Questi aspetti non assumono valenza di giusto o sbagliato, ma diventano importanti fonte di costruzioni di significati possibili in sede di terapia in quanto consentono ai partners di comprendere che, ai tempi della scelta, entrambi avevano i propri buoni motivi per essersi reciprocamente scelti ma che è impossibile pensare che le cose non si cambiano nel tempo, relazioni incluse. “Non si può essere uguali a quando ci si è innamorati ma ci si può innamorare di ciò che si è diventati, insieme“, questo a mio avviso diventa la chiave di incontro per una coppia che è in fase di crisi di coppia.
Sorge dunque spontanea una domanda: come si può lavorare sulla coppia che attraversa un periodo di crisi?
Lo spazio di terapia diventa dunque uno spazio indispensabile al fine di poter rinegoziare gli aspetti di unione e di conflitto che necessariamente prendono vita, inserendoli in una chiave di lettura sistemica relazionale, che considera la famiglia d’origine come significativa nella vita di ogni singolo membro della coppia. Per questo si dice che la coppia quando si forma è composta da un incontro non solo di persone ma si di storie. Nella terapia verranno dunque considerati non solo aspetti comunicativi ma anche legati alle singole storie familiare e a come esse si siano poi intrecciate e abbiamo contribuito a formare la storia della coppia. A volte si percepisce il conflitto come qualcosa di sbagliato e di negativo ma è attraverso esso che spesso si giunge ad un cambiamento, tutto dipende da come si reagisce ad esso e a che significato viene attribuito.

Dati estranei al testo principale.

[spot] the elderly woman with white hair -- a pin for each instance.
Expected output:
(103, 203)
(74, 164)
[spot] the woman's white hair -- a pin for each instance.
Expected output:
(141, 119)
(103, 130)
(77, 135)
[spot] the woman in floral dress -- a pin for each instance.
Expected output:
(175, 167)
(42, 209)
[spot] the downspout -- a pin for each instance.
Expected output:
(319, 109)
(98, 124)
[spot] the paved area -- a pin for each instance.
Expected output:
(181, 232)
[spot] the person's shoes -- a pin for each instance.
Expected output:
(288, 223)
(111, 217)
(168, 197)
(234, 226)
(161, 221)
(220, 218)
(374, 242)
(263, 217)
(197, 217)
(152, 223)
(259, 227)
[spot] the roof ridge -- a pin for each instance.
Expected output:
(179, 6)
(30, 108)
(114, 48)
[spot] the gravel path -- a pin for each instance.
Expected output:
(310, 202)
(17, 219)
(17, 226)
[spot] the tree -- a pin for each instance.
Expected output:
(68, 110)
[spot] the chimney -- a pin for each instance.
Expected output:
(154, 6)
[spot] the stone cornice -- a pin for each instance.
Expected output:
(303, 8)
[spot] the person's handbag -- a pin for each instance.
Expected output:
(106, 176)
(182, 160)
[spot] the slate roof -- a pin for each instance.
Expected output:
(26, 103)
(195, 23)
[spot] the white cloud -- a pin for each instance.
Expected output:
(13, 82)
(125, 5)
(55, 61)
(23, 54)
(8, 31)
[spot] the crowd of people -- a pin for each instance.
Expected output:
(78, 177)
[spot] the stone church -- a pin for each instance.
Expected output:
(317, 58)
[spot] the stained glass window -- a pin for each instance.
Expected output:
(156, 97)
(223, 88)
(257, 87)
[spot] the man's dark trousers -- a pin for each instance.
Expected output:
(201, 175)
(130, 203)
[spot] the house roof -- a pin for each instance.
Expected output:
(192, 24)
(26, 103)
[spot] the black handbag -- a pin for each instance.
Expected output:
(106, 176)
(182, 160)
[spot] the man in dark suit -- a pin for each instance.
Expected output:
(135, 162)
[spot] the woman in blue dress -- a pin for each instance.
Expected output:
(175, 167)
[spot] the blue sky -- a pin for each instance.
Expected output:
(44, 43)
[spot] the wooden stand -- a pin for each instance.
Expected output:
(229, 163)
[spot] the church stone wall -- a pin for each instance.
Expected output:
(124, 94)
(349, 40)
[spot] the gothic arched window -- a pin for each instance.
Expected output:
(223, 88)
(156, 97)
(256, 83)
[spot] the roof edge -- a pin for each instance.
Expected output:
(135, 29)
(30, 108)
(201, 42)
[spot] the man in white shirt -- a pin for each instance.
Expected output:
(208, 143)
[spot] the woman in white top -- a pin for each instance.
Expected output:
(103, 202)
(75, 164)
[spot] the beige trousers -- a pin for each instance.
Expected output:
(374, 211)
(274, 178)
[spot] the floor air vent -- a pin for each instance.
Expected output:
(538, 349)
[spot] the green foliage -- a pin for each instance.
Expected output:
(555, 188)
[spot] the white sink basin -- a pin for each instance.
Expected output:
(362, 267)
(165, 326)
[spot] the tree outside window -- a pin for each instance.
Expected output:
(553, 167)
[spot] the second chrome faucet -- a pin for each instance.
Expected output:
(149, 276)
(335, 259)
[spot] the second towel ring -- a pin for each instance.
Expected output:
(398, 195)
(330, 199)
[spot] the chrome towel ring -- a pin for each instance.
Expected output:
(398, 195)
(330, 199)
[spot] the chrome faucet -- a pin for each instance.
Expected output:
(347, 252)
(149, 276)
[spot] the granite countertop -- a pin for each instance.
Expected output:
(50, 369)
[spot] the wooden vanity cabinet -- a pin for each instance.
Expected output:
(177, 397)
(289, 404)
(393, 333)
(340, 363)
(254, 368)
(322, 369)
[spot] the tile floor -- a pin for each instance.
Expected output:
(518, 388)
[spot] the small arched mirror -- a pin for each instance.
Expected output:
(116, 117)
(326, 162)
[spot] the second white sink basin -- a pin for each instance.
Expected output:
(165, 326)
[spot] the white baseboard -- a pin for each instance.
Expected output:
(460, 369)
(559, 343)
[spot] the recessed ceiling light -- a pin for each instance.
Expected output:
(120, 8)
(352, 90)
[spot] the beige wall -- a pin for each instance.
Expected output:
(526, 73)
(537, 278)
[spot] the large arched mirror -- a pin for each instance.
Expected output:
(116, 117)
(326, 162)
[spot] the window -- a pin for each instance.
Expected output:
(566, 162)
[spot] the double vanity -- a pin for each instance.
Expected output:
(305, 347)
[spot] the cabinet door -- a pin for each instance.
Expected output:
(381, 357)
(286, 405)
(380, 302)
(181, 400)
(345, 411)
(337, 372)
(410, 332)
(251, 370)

Come mai scegliere una terapia di coppia sistemica relazione?
Perché l’ottica sistemica considera l’individuo come inserito all’interno di un sistema di relazioni e di significato con un’importanza data alla comunicazione e alla relazione come motore della coppia, non dimenticando che vi sono almeno due storie che prendo vita all’interno dello spazio di terapia.
Dott.ssa Lisa Sartori, Psicologa_Psicoterapeuta sistemica relazionale.